VALIDATION Subcommand (TREE command)
The VALIDATION
subcommand allows you to assess how well your tree structure generalizes
to a larger population.
- Split-sample validation and cross-validation are available.
- By default, validation is not performed.
- If you want to be able to reproduce validated results
later, use
SET SEED
before theTREE
procedure to initial the random number seed.
Each keyword in the subcommand is followed by an equals sign (=) and the value for that keyword.
Example
TREE risk [o] BY income age creditscore
/VALIDATION TYPE=SPLITSAMPLE(25) OUTPUT=TESTSAMPLE.
TYPE Keyword
NONE. The tree model is not validated. This is the default.

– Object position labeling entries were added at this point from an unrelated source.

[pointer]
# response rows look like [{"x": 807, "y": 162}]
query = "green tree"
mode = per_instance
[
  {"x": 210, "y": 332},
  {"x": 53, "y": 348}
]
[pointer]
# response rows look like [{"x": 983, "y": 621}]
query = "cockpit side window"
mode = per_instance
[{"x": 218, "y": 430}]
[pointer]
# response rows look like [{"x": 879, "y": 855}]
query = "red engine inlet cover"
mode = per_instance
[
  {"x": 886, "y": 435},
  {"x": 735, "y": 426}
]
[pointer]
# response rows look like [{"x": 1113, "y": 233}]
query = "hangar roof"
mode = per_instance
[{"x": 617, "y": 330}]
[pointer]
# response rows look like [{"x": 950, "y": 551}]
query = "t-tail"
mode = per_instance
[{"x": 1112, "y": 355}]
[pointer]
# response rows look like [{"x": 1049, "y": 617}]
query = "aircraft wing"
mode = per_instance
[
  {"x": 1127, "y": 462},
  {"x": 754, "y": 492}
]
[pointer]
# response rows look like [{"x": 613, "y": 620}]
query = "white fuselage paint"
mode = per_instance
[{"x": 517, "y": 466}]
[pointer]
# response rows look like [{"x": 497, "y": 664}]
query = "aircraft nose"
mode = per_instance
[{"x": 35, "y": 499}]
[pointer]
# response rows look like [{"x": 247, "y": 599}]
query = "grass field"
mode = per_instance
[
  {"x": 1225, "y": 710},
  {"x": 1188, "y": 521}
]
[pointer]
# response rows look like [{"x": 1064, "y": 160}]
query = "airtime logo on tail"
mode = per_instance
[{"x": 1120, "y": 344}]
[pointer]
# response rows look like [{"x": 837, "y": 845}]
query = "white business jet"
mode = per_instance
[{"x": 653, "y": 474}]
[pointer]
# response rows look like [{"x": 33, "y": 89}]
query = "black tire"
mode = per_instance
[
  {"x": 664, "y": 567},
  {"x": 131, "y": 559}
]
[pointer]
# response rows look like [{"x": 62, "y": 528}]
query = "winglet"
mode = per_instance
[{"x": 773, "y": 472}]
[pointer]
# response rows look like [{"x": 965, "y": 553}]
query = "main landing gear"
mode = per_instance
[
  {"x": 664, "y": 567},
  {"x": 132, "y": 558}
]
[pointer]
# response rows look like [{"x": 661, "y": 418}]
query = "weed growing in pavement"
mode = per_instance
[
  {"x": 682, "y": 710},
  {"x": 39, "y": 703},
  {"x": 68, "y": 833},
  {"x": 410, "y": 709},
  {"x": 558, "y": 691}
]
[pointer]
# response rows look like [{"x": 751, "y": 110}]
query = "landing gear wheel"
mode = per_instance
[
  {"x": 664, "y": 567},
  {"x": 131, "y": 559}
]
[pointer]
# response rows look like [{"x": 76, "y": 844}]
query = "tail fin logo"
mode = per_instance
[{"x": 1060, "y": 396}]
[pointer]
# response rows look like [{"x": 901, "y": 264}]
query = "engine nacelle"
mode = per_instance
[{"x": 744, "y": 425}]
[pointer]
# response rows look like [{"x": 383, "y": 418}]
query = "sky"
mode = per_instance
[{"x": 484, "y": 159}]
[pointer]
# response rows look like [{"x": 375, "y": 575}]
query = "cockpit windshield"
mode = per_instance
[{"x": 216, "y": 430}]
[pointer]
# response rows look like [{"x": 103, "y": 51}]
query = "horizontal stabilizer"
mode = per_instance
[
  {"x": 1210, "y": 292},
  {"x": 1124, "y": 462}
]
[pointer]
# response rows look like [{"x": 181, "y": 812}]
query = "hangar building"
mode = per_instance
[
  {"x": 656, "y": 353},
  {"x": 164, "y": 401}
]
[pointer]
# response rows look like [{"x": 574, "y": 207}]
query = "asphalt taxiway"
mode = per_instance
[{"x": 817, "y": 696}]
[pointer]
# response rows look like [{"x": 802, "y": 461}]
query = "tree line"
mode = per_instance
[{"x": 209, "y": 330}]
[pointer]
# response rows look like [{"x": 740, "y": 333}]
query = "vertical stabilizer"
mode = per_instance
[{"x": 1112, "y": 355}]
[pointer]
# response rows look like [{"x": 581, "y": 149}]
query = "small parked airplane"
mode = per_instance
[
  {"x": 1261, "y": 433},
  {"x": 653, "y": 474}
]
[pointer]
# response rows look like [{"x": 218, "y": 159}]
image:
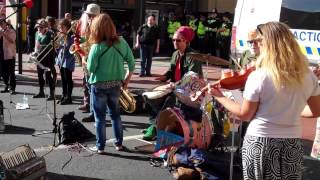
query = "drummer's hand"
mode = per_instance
[
  {"x": 161, "y": 78},
  {"x": 125, "y": 84},
  {"x": 316, "y": 71},
  {"x": 215, "y": 91},
  {"x": 172, "y": 85}
]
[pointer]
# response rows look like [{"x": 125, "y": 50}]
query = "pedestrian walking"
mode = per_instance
[{"x": 148, "y": 39}]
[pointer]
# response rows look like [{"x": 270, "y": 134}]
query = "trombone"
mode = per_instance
[{"x": 54, "y": 43}]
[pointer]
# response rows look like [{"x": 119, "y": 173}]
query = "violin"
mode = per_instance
[{"x": 229, "y": 80}]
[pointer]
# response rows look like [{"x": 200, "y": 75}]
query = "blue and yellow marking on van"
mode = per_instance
[{"x": 306, "y": 50}]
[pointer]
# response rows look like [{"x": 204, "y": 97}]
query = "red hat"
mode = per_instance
[{"x": 186, "y": 32}]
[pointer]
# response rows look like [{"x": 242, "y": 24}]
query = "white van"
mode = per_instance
[{"x": 302, "y": 16}]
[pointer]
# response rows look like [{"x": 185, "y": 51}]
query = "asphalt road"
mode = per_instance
[{"x": 74, "y": 162}]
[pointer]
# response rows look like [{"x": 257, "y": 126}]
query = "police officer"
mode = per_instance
[
  {"x": 224, "y": 36},
  {"x": 173, "y": 26},
  {"x": 201, "y": 33},
  {"x": 213, "y": 23}
]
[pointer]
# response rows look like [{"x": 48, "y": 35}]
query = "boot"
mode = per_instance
[
  {"x": 89, "y": 118},
  {"x": 39, "y": 95},
  {"x": 5, "y": 90},
  {"x": 67, "y": 100},
  {"x": 151, "y": 134},
  {"x": 61, "y": 99},
  {"x": 51, "y": 97}
]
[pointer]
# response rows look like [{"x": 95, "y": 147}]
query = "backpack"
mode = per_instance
[{"x": 70, "y": 130}]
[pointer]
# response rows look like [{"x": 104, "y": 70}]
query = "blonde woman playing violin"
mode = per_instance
[{"x": 275, "y": 97}]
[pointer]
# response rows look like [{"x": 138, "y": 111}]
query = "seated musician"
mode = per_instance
[{"x": 180, "y": 64}]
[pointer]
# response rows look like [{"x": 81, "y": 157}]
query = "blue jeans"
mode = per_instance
[
  {"x": 101, "y": 98},
  {"x": 146, "y": 53}
]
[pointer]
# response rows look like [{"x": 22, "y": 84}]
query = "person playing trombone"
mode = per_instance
[
  {"x": 8, "y": 54},
  {"x": 46, "y": 58},
  {"x": 65, "y": 61}
]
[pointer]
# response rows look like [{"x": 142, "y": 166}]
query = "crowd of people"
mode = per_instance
[{"x": 280, "y": 90}]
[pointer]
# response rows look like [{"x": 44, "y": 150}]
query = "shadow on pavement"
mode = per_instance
[
  {"x": 17, "y": 130},
  {"x": 54, "y": 176}
]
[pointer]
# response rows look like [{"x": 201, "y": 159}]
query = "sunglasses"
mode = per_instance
[
  {"x": 91, "y": 15},
  {"x": 254, "y": 41},
  {"x": 176, "y": 40},
  {"x": 259, "y": 28}
]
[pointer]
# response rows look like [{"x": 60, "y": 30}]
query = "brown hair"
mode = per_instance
[
  {"x": 281, "y": 56},
  {"x": 103, "y": 29},
  {"x": 65, "y": 22}
]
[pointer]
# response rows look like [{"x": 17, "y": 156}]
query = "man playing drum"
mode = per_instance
[{"x": 180, "y": 64}]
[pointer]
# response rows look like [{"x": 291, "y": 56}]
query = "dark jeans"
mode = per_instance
[
  {"x": 50, "y": 78},
  {"x": 67, "y": 83},
  {"x": 102, "y": 98},
  {"x": 8, "y": 68},
  {"x": 86, "y": 91},
  {"x": 146, "y": 53},
  {"x": 155, "y": 106}
]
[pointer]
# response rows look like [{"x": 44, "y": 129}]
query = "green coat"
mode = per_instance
[{"x": 187, "y": 63}]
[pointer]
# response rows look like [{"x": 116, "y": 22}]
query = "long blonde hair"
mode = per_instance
[
  {"x": 281, "y": 56},
  {"x": 103, "y": 29}
]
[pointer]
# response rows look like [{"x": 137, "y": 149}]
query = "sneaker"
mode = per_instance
[
  {"x": 39, "y": 95},
  {"x": 13, "y": 92},
  {"x": 61, "y": 99},
  {"x": 50, "y": 98},
  {"x": 144, "y": 131},
  {"x": 2, "y": 127},
  {"x": 96, "y": 150},
  {"x": 89, "y": 118},
  {"x": 84, "y": 107},
  {"x": 119, "y": 148},
  {"x": 66, "y": 101},
  {"x": 5, "y": 90},
  {"x": 151, "y": 134}
]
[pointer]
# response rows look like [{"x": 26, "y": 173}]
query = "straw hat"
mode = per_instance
[
  {"x": 41, "y": 23},
  {"x": 93, "y": 9}
]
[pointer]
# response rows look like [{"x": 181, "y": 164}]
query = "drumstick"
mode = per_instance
[
  {"x": 200, "y": 93},
  {"x": 236, "y": 62}
]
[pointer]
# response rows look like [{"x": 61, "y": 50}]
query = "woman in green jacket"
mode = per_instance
[{"x": 105, "y": 65}]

SPLITSAMPLE(percent). Split-sample validation. The model is generated using a training sample and tested on a hold-out sample. The value or variable specified in parentheses determines the training sample size. Enter a percent value greater than 0 and less than 100, or a numeric variable, the values of which determine how cases are assigned to the training or testing samples: cases with a value of 1 for the variable are assigned to the training sample, and all other cases are assigned to the testing sample. The variable cannot be the dependent variable, weight variable, influence variable or a forced independent variable. See the topic INFLUENCE Subcommand (TREE command) for more information. Note: Split-sample validation should be used with caution on small data files (data files with a small number of cases). Small training sample sizes may yield poor models since there may not be enough cases in some categories to adequately grow the tree.
CROSSVALIDATION (value). Crossvalidate
the tree model. The sample is divided into a number of
subsamples, or folds. Tree
models are then generated excluding the data from each subsample in
turn. The first tree is based on all of the cases except those in the first sample fold, the
second tree is based on all of the cases except those in the second
sample fold, and so on. For each tree, misclassification risk is estimated
by applying the tree to the subsample excluded in generating it.
Specify a positive integer between 2 and 25 in parentheses. The
higher the value, the fewer the number of cases excluded for each
tree model. Crossvalidation produces a single, final tree model.
The cross-validated risk estimate for the final tree is calculated
as the average of the risks for all of the trees. CROSSVALIDATION
is ignored with a warning
if FORCE
is also specified.
OUTPUT Keyword
With split-sample validation, the OUTPUT
keyword controls the output generated.
This setting is ignored if SPLITSAMPLE
is not specified.
BOTHSAMPLES. Output is produced for training and test samples. This is the default. Choose this option if you want to compare results for each partition.
TESTSAMPLE. Output is produced for the test sample only. Choose this option if you want validated results only.